Istri nelayan itu bertubuh pendek. Ketika sang istri masuk ke dalam, Theo bertanya, "Wahai Nelayan! Mengapa engkau memilih istri yang bertubuh pendek?"

Nelayan itu tersenyum lalu menjawab, "Aku mencintainya. Lagipula, walau tubuhnya pendek, hatinya sangat baik. Ia pun pandai memasak."

Theo dan Pangeran Arthur mengangguk-angguk mengerti. Selesai makan, mereka berterima kasih dan melanjutkan perjalanan.
Kini Theo dan Pangeran Arthur sampai di rumah seorang petani. Disana mereka menumpang istirahat. Rumah Pak Tani sangat bersih.
Tak ada sedikit pun debu. Mereka beberapa saat bercakap dengan Pak Tani. Lalu keluarlah isteri Pak Tani menyuguhkan minuman dan kue-kue kecil. Bu Tani bertubuh sangat gemuk.

Pipinya tembam dan dagunya berlipat-lipat. Setelah Bu Tani pergi ke sawah, Theo pun bertanya, "Pak Tani yang baik hati. Mengapa kau memilih isteri yang gemuk?"

Pak Tani tersenyum dan menjawab dengan suara bangga, "Ia adalah wanita yang rajin. Lihatlah, rumahku bersih sekali bukan? Setiap hari ia membersihkannya dengan teliti. Lagipula, aku sangat mencintainya."

Pangeran dan Theo mengangguk-angguk mengerti. Mereka lalu pamit, dan berjalan pulang ke Istana. Setibanya di Istana, mereka bertemu seorang pelayan dan isterinya. Pelayan itu amat pendiam, sedangkan isterinya cerewet sekali. Theo kembali bertanya,

"Pelayan, mengapa kau mau beristerikan wanita secerewet dia?"
Pelayan menjawab sambil merangkul isterinya, "Walau cerewet, dia sangat memperhatikanku. Dan aku sangat mencintainya".

Theo dan Pangeran mengangguk-angguk mengerti. Lalu berjalan dan duduk di tepi kolam istana. Pangeran berkata pada Theo,
"Kini aku mengerti. Tak ada manusia yang sempurna. Begitu pula dengan calon isteriku. Yang penting, aku mencintainya dan hatinya baik."

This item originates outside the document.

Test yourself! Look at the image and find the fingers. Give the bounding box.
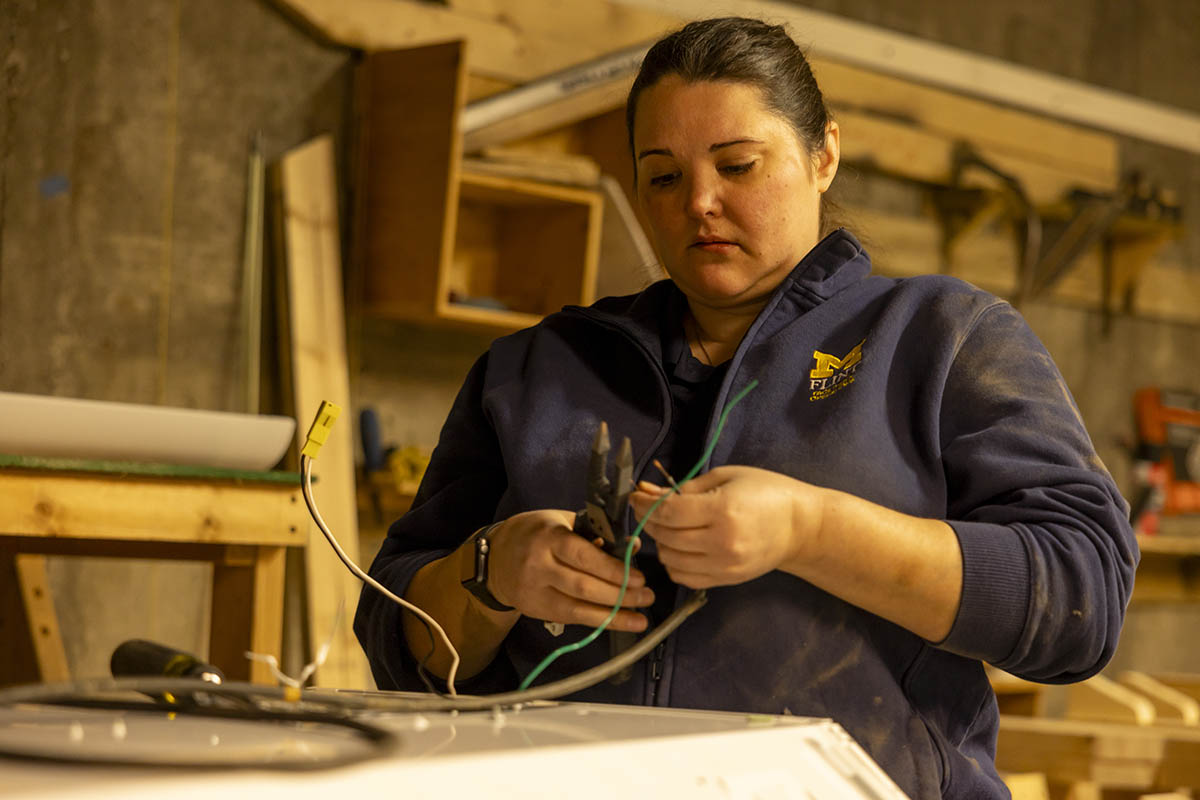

Theo menarik nafas lega. Ia lalu membuka rambutnya yang ternyata palsu. Rambut aslinya ternyata panjang dan keemasan. Ia juga membuka kumis dan jenggot palsunya. Kini di hadapan Pangeran ada seorang puteri yang cantik jelita. Puteri itu berkata,

"Pangeran, sebenarnya aku Puteri Rosa dari negeri tetangga. Ibunda Pangeran mengundangku ke sini. Dan menyuruhku melakukan semua hal tadi. Mungkin ibundamu ingin menyadarkanmu…"
Pangeran sangat terkejut tetapi kemudian berkata,
"Akhirnya aku dapat menemukan wanita yang cocok untuk menjadi isteriku". Mereka berdua akhirnya menikah dan hidup bahagia selamanya.

Gadis dan Pohon Bernyanyi
PDF Print E-mail
Di sebuah kota pelabuhan yang ramai tinggallah seorang anak perempuan yatim piatu. Gadis namanya. Ayah dan ibunya meninggal dunia ketika ia masih kecil. Sejak itu Gadis tinggal bersama bibinya. Namum bibinya sangat kasar kepadanya. Gadis amat sedih. Akan tetapi ia mencoba tabah dan sabar.
Gadis adalah anak yang rajin. Ia berusaha mengerjakan tugas-tugasnya dengan baik. Salah satunya adalah mengambil air dari sumur. Letak sumur itu sangat jauh dari rumah. Untunglah di tengah jalan ada sebatang pohon tua yang besar dan rimbun. Gadis sering singgah di bawah pohon itu untuk melepas lelah.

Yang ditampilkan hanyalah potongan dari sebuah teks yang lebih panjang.